A few other noteworthy points regarding the Akorn decision:
- In several parts of the opinion, the court rejected defenses asserted by Akorn that were based on equitable or common law principles, focusing instead on the plain language of the contract and what the parties specifically bargained for. The opinion affirms Delaware’s long-standing adherence to the principle of freedom of contract, particularly among sophisticated parties represented by experienced counsel. Indeed, it is important to keep in mind when analyzing this opinion that it is based on the specific contractual provisions of the Fresenius-Akorn merger agreement (e.g., that agreement’s definition of “material adverse effect”) and that parties may have significant leeway to vary the result by drafting agreements differently.
- The merger agreement provided Fresenius with a right of reasonable access to Akorn’s officers, employees, and information so that Fresenius could evaluate Akorn’s contractual compliance and determine whether the conditions to closing were met. This turned out to be a very valuable right, as Fresenius was required to conduct its own investigation into Akorn’s compliance with applicable FDA regulations. Counsel should carefully consider this and draft appropriate information and access covenants in the event similar circumstances arise.
- The court found that the nondisclosure agreement between Fresenius and Akorn did not prevent Fresenius from sharing Akorn’s confidential due diligence materials with the law firm that Fresenius retained to handle the regulatory investigation. The nondisclosure agreement permitted Fresenius to use such information only for “evaluating, negotiating, and executing” a transaction.” The court concluded that the investigation fell within that scope.
- Because Fresenius sought to excuse its performance under the merger agreement, Fresenius bore the burden of proof at trial.

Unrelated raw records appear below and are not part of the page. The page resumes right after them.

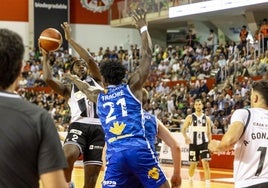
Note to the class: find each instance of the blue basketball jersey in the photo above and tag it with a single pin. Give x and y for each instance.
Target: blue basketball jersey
(121, 116)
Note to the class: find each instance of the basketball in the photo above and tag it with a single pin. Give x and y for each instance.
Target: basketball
(50, 39)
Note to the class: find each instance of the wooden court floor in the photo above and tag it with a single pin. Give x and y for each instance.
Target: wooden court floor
(220, 178)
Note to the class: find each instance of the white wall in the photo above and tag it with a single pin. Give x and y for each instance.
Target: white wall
(89, 36)
(95, 36)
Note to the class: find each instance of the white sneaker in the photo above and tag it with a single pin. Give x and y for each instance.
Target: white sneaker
(207, 183)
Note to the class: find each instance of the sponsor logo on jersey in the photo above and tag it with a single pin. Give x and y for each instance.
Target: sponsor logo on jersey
(97, 5)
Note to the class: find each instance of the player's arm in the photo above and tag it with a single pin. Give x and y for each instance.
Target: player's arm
(209, 134)
(54, 179)
(83, 53)
(139, 77)
(55, 84)
(91, 92)
(165, 135)
(229, 138)
(186, 124)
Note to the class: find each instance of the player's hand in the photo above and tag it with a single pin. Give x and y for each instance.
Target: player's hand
(187, 140)
(67, 30)
(213, 145)
(175, 181)
(139, 17)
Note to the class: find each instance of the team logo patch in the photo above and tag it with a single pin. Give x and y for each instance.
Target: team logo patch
(154, 173)
(117, 129)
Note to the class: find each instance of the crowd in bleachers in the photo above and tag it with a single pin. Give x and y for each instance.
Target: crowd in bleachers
(193, 64)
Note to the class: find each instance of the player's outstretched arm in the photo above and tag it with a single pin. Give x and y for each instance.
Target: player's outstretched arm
(52, 82)
(83, 53)
(229, 139)
(139, 77)
(91, 92)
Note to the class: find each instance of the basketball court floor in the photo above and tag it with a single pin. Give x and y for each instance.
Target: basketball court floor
(220, 178)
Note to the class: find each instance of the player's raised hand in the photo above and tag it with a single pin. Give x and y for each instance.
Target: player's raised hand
(139, 17)
(67, 30)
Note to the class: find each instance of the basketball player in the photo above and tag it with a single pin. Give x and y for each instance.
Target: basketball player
(30, 145)
(120, 110)
(199, 126)
(153, 128)
(85, 135)
(248, 133)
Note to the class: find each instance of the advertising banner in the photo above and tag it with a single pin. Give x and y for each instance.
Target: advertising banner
(48, 13)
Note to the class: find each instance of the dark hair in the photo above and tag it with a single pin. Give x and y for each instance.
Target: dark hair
(74, 62)
(113, 72)
(261, 87)
(11, 56)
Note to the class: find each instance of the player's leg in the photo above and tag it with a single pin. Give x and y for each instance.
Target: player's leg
(91, 174)
(71, 153)
(192, 168)
(206, 168)
(193, 159)
(73, 147)
(93, 155)
(205, 158)
(142, 163)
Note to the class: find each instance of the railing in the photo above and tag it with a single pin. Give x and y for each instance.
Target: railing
(152, 6)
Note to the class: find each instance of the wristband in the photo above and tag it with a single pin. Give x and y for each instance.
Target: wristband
(143, 28)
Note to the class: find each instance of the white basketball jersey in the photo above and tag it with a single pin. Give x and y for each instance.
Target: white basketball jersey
(198, 129)
(82, 109)
(251, 156)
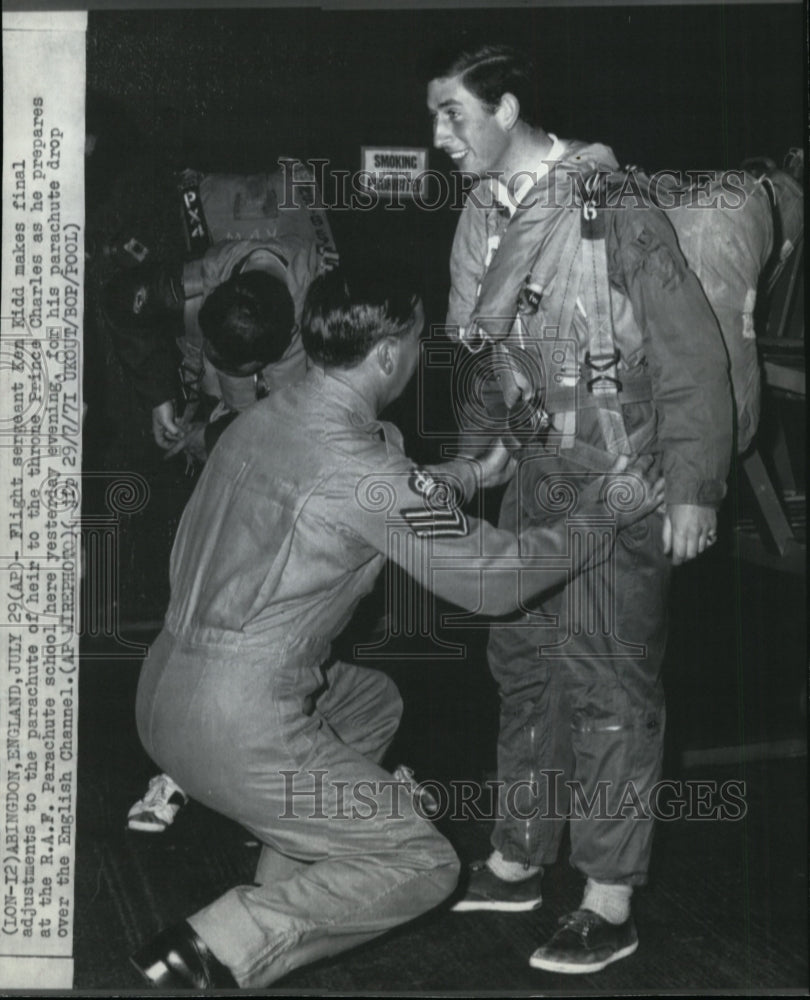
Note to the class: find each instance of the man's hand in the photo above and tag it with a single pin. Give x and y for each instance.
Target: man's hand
(497, 465)
(689, 529)
(192, 442)
(164, 429)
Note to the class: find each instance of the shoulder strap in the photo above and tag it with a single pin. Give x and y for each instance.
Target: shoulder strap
(600, 365)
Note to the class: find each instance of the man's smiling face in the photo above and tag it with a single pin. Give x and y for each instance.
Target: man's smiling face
(465, 128)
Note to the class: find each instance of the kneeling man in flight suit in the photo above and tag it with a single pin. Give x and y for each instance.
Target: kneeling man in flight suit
(290, 524)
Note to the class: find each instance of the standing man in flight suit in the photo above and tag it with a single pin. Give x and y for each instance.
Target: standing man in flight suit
(290, 524)
(580, 702)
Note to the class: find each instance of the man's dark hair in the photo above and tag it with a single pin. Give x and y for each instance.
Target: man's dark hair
(247, 320)
(345, 316)
(489, 72)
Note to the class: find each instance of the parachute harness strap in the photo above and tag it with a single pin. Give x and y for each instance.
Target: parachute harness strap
(602, 356)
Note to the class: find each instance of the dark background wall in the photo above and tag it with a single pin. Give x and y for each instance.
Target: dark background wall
(666, 86)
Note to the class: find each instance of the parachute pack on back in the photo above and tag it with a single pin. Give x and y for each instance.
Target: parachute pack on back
(728, 240)
(736, 231)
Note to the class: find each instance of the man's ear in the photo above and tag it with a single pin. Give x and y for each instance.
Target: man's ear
(385, 355)
(508, 110)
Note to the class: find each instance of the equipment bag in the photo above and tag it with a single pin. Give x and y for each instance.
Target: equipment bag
(727, 229)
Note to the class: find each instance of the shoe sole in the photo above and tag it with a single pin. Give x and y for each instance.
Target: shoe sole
(550, 965)
(141, 971)
(143, 827)
(468, 906)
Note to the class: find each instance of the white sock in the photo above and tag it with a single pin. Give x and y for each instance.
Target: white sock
(510, 871)
(609, 900)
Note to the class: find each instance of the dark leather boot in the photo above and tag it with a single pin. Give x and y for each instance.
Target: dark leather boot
(179, 959)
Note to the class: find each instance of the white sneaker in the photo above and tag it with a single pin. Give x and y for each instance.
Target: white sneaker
(157, 809)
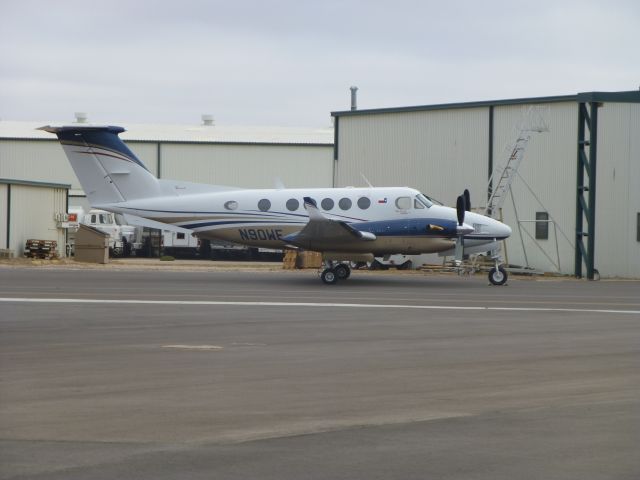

Akorn subsequently appealed the Court of Chancery’s decision to the Delaware Supreme Court, which affirmed the lower court’s decision in an order dated December 7, 2018.
 An additional point of interest – no party to the merger agreement was organized in Delaware; however, the parties agreed in the merger agreement that Delaware law would govern the transaction.
 For a discussion of the Williams case, please see the Delaware Law Update published on June 5, 2017.